Reputation: 7318
I have two SQL statements whose performance I expect to be similar, but in fact SQL1 used 0.065 seconds and SQL2 used over 10 seconds with just 8000 records in total. Could anyone help to explain this? How can I optimize SQL2?
SQL 1:
select
job_id,
JOB_DESCRIPTION,
REGEXP_COUNT(JOB_Description, '(ABC|DEF)([[:digit:]]){5}') as occurrences
from smms.job
where TO_NUMBER(to_char(CREATE_DATE,'YYYY')) = 2017;
SQL 2:
select job_id, JOB_Description
from (
select
job_id,
JOB_DESCRIPTION,
REGEXP_COUNT(JOB_Description, '(ABC|DEF)([[:digit:]]){5}') as occurrences
from smms.job
where TO_NUMBER(to_char(CREATE_DATE,'YYYY')) = 2017
)
where occurrences > 0;
Upvotes: 2
Views: 278
Reputation: 611
At SQL1 it filters by (TO_NUMBER(to_char(CREATE_DATE,'YYYY')) = 2017) For the rows returned, executes (REGEXP_COUNT) per row
At SQL2 it filters by the result of (REGEXP_COUNT) which means that executes it against all table rows. Then, on that result, filters by (TO_NUMBER(to_char(CREATE_DATE,'YYYY')) = 2017)
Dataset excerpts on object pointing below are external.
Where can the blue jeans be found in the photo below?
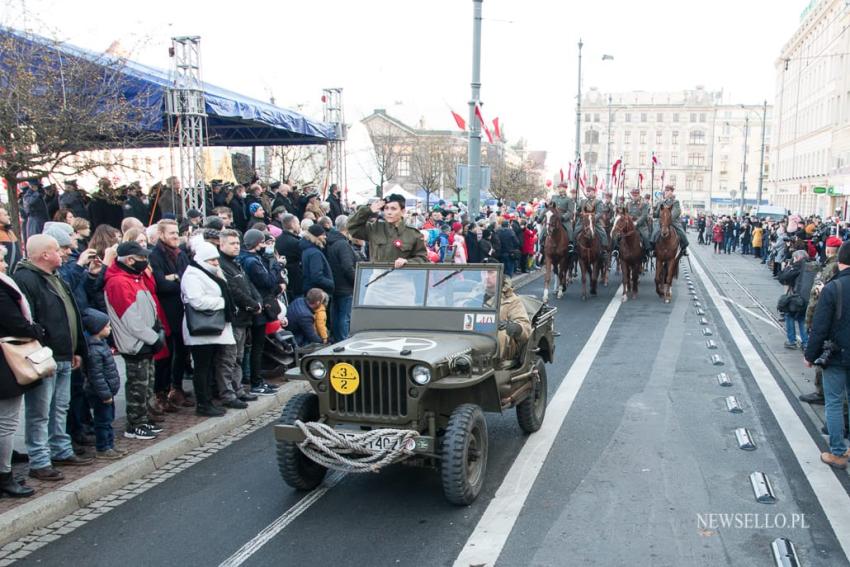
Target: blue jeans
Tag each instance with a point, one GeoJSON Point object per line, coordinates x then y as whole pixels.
{"type": "Point", "coordinates": [836, 383]}
{"type": "Point", "coordinates": [45, 417]}
{"type": "Point", "coordinates": [800, 320]}
{"type": "Point", "coordinates": [104, 415]}
{"type": "Point", "coordinates": [341, 316]}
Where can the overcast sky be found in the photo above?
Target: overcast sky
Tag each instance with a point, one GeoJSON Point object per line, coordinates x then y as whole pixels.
{"type": "Point", "coordinates": [414, 58]}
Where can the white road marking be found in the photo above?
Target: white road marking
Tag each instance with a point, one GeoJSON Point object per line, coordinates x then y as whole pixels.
{"type": "Point", "coordinates": [262, 538]}
{"type": "Point", "coordinates": [749, 312]}
{"type": "Point", "coordinates": [487, 540]}
{"type": "Point", "coordinates": [832, 497]}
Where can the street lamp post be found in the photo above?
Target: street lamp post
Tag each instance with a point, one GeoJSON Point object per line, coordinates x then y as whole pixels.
{"type": "Point", "coordinates": [744, 168]}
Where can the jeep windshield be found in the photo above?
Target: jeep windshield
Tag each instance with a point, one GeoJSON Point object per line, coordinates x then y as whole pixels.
{"type": "Point", "coordinates": [453, 287]}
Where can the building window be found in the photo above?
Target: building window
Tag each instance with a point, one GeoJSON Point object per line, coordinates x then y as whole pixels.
{"type": "Point", "coordinates": [403, 165]}
{"type": "Point", "coordinates": [591, 137]}
{"type": "Point", "coordinates": [696, 159]}
{"type": "Point", "coordinates": [697, 137]}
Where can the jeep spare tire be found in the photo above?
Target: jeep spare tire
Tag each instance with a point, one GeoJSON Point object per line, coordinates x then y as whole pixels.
{"type": "Point", "coordinates": [296, 469]}
{"type": "Point", "coordinates": [464, 455]}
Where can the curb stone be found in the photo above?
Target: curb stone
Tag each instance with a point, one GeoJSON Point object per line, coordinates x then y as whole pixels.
{"type": "Point", "coordinates": [41, 511]}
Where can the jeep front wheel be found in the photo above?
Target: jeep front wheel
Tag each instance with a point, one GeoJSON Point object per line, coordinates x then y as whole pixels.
{"type": "Point", "coordinates": [296, 469]}
{"type": "Point", "coordinates": [531, 411]}
{"type": "Point", "coordinates": [464, 455]}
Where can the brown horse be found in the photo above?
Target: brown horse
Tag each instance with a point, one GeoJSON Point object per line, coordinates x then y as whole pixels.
{"type": "Point", "coordinates": [589, 248]}
{"type": "Point", "coordinates": [631, 253]}
{"type": "Point", "coordinates": [667, 255]}
{"type": "Point", "coordinates": [555, 253]}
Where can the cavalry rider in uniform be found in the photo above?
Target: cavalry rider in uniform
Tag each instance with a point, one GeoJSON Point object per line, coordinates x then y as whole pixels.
{"type": "Point", "coordinates": [639, 211]}
{"type": "Point", "coordinates": [591, 205]}
{"type": "Point", "coordinates": [671, 201]}
{"type": "Point", "coordinates": [390, 239]}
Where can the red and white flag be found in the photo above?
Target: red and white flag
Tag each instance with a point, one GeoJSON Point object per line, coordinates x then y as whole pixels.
{"type": "Point", "coordinates": [483, 123]}
{"type": "Point", "coordinates": [461, 123]}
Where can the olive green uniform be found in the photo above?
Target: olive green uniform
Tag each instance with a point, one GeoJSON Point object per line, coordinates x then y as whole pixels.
{"type": "Point", "coordinates": [387, 242]}
{"type": "Point", "coordinates": [594, 206]}
{"type": "Point", "coordinates": [677, 224]}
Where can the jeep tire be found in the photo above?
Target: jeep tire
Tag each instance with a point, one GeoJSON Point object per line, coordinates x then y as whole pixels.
{"type": "Point", "coordinates": [464, 455]}
{"type": "Point", "coordinates": [296, 469]}
{"type": "Point", "coordinates": [531, 411]}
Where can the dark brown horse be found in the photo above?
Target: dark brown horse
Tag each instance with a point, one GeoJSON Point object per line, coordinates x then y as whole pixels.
{"type": "Point", "coordinates": [589, 248]}
{"type": "Point", "coordinates": [667, 255]}
{"type": "Point", "coordinates": [631, 253]}
{"type": "Point", "coordinates": [555, 253]}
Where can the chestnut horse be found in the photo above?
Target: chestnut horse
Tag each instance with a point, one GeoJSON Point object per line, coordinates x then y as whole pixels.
{"type": "Point", "coordinates": [589, 248]}
{"type": "Point", "coordinates": [667, 255]}
{"type": "Point", "coordinates": [630, 259]}
{"type": "Point", "coordinates": [555, 253]}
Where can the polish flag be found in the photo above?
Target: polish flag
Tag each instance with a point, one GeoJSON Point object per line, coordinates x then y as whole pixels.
{"type": "Point", "coordinates": [483, 123]}
{"type": "Point", "coordinates": [461, 123]}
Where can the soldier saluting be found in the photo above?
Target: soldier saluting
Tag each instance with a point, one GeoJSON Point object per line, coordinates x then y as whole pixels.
{"type": "Point", "coordinates": [390, 239]}
{"type": "Point", "coordinates": [676, 210]}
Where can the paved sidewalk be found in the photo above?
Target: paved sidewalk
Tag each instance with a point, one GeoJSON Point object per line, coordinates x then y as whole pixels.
{"type": "Point", "coordinates": [749, 288]}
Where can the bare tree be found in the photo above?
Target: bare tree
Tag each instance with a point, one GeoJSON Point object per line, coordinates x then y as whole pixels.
{"type": "Point", "coordinates": [54, 107]}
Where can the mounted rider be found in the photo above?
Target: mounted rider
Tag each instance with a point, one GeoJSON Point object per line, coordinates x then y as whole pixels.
{"type": "Point", "coordinates": [639, 211]}
{"type": "Point", "coordinates": [676, 210]}
{"type": "Point", "coordinates": [591, 205]}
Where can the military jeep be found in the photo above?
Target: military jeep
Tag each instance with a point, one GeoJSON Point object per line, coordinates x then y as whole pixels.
{"type": "Point", "coordinates": [411, 383]}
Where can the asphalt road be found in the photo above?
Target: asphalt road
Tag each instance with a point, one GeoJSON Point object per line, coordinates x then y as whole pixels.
{"type": "Point", "coordinates": [645, 453]}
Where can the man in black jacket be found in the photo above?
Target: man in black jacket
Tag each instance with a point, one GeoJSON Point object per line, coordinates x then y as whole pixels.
{"type": "Point", "coordinates": [832, 322]}
{"type": "Point", "coordinates": [288, 245]}
{"type": "Point", "coordinates": [53, 307]}
{"type": "Point", "coordinates": [248, 303]}
{"type": "Point", "coordinates": [335, 202]}
{"type": "Point", "coordinates": [342, 259]}
{"type": "Point", "coordinates": [168, 262]}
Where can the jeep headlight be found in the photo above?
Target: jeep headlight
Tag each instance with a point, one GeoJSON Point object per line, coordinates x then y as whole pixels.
{"type": "Point", "coordinates": [317, 369]}
{"type": "Point", "coordinates": [421, 374]}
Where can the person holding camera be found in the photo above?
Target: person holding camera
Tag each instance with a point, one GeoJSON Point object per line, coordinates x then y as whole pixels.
{"type": "Point", "coordinates": [829, 348]}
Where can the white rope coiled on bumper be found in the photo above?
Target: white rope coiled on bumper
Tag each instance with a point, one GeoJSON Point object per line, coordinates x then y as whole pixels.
{"type": "Point", "coordinates": [327, 447]}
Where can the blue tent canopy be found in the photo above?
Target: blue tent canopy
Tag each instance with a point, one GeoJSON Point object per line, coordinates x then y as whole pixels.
{"type": "Point", "coordinates": [232, 119]}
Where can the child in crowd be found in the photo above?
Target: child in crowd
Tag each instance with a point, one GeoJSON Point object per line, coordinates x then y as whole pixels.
{"type": "Point", "coordinates": [321, 315]}
{"type": "Point", "coordinates": [102, 383]}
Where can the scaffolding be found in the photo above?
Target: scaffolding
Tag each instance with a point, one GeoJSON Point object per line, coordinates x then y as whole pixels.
{"type": "Point", "coordinates": [188, 123]}
{"type": "Point", "coordinates": [333, 114]}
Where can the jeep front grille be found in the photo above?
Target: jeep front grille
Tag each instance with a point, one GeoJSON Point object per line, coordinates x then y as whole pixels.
{"type": "Point", "coordinates": [382, 390]}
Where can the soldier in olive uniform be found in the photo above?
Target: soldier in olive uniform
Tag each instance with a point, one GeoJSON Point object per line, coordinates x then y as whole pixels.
{"type": "Point", "coordinates": [639, 211]}
{"type": "Point", "coordinates": [390, 239]}
{"type": "Point", "coordinates": [823, 277]}
{"type": "Point", "coordinates": [591, 205]}
{"type": "Point", "coordinates": [671, 201]}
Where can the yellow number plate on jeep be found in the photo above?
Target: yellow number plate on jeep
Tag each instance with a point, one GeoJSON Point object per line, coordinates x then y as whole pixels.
{"type": "Point", "coordinates": [344, 378]}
To prove this, execute SQL1 without the filter. It will take approximately as much time as SQL2, maybe a little more.
To optimize you need to be 100% sure it will take SQL1 filter first. An absolute way would be to execute SQL1 and get the results into a temporary/memory table, then filter on them SQL2 filter
Upvotes: 0
Reputation: 1285
As pointed out from Martin the issue is the expensive regexp_count function. So reducing the question is:
Why is:
select * from (
with dat as (select level lv, rpad('X',500,'X') txt from dual connect by level <= 20000)
select lv,
REGEXP_COUNT(txt, '(ABC|DEF)([[:digit:]]){5}') as occurrences
from dat
--where REGEXP_COUNT(txt, '(ABC|DEF)([[:digit:]]){5}') > 1
) where rownum > 1
0.019 seconds and
select * from (
with dat as (select level lv, rpad('X',500,'X') txt from dual connect by level <= 20000)
select lv,
REGEXP_COUNT(txt, '(ABC|DEF)([[:digit:]]){5}') as occurrences
from dat
where REGEXP_COUNT(txt, '(ABC|DEF)([[:digit:]]){5}') > 1
) where rownum > 1
6.7 seconds. Oracle evaluates the regexp_count in both executions. So there must be a difference in the evaluation in the where part and in the select part.
Upvotes: 0
Reputation: 396
thinking again about the information I guess the two strategies are:
SQL 1:
TO_NUMBER(to_char(CREATE_DATE,'YYYY')) = 2017
REGEXP_COUNT(JOB_Description, '(ABC|DEF)([[:digit:]]){5}')
on the resulting rowsSQL 2:
REGEXP_COUNT(JOB_Description, '(ABC|DEF)([[:digit:]]){5}')
on all rowsTO_NUMBER(to_char(CREATE_DATE,'YYYY')) = 2017
Since regexp functions are very expensive in Oracle this could explain the difference in performance.
Version 2 could be optimized with hints - for example with MATERIALIZE, if you add a CTE.
Upvotes: 1